Accreditation follows a process that begins with a 48-page written application, meetings with alliance officials, then an on-site inspection and interviews with track executives, staff, jockeys, owners, trainers, stewards, regulators and fans. Inspection team members included Celeste Kunz, DVM; Alex Waldrop, CEO of the National Thoroughbred Racing Association; and racing-industry executive Dan Fick. Mike Ziegler, the alliance's executive director, observed the inspection.

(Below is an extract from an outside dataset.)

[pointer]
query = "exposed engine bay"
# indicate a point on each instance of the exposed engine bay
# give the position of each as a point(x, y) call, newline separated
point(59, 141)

Certification standards cover five key areas: injury reporting and prevention; creating a safer racing environment; aftercare and transition of retired racehorses; uniform medication, testing and penalties; and safety research.
The NTRA helped create the alliance last fall to establish national uniform standards in racing safety and integrity. Alliance members include 55 racetracks and all major national horsemen's organizations.